L’estetica è ancora una volta il fiore all’occhiello del lavoro di Anderson. È sufficiente un piano sequenza per stupire e trasportare lo spettatore nel mondo desertico e nelle atmosfere retrò di ASTEROID CITY. Non staremo qui a commentare la maestria del regista nel regalare inquadrature sensazionali, fuori dal comune per la cura nell’uso delle simmetrie. Un formalismo visivo che si accompagna a quello narrativo, reso attraverso la cornice che racchiude la vicenda principale. In tal modo il film viene presentato come una vera e propria opera teatrale (giustificando anche la “teatralità” del regista e della scenografia), una suddivisione in atti e scene che compare a schermo.
Se nelle prime fasi questa metanarrazione sembra una sfida vinta, con il passare del tempo l’incursione della produzione teatrale, delle sequenze in bianco e nero narrate da Bryan Cranston, risulta un’arma a doppio taglio. Quella di Asteroid City è una storia in cui ci si vorrebbe immergere totalmente, ma si viene respinti dai continui intermezzi, almeno fino al gran finale.

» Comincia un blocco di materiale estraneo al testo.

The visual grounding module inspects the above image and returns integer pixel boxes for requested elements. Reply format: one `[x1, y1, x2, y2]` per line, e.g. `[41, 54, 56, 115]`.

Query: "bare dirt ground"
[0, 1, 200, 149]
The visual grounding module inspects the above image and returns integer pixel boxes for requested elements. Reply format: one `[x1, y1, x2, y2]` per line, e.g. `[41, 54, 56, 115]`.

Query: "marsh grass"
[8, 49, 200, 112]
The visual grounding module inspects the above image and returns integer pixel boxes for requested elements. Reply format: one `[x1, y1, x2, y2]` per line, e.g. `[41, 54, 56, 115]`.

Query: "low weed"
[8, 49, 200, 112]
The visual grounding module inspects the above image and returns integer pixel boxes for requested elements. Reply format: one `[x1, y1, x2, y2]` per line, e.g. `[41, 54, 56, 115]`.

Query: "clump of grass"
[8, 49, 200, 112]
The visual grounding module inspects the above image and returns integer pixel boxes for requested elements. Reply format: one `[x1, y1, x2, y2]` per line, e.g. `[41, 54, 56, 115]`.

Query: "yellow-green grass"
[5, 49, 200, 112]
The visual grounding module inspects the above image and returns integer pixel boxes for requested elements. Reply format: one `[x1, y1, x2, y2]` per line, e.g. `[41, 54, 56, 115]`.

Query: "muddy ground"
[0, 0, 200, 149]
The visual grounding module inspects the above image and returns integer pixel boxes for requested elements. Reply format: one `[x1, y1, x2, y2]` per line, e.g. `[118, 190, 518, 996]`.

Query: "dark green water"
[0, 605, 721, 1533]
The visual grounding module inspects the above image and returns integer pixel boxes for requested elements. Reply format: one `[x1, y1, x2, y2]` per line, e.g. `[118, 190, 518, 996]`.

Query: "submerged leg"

D’altra parte quella di Wes Anderson è una scelta consapevole. Perché semplicemente non c’è nulla da raccontare. O per meglio dire, parafrasando le parole di uno dei personaggi di Asteroid City, non c’è nulla da capire.
Inutile allora chiedersi il senso di ciò che avviene nel corso del film. Inutile chiedersi perché i personaggi compiano determinate azioni. In realtà Anderson accenna una risposta: in alcuni casi ci si comporta in modo strano per essere ricordato dagli altri, per farsi notare pur apparendo diverso, in quello che sembra un commento sul suo modo di fare cinema.

ASTEROID CITY è, tra le tante cose, un film sulla diversità. Ognuno è diverso a modo suo. Chi perché è troppo intelligente per non dare importanza a ciò che conta realmente. Chi perché è talmente sopraffatto dal dolore da non trovare il coraggio di esternarlo. C’è sempre però qualcuno con cui condividere la propria diversità. Il teatro umano di Wes Anderson è talmente eterogeneo da poter offrire punti di vista estremamente differenti sugli stessi avvenimenti, sulla vita stessa. La morte può essere vista con gli occhi di un genitore o di un marito sopraffatti dal dolore, ma anche con quelli di bambine che non hanno neppure la concezione del tempo, figurarsi dell’eternità.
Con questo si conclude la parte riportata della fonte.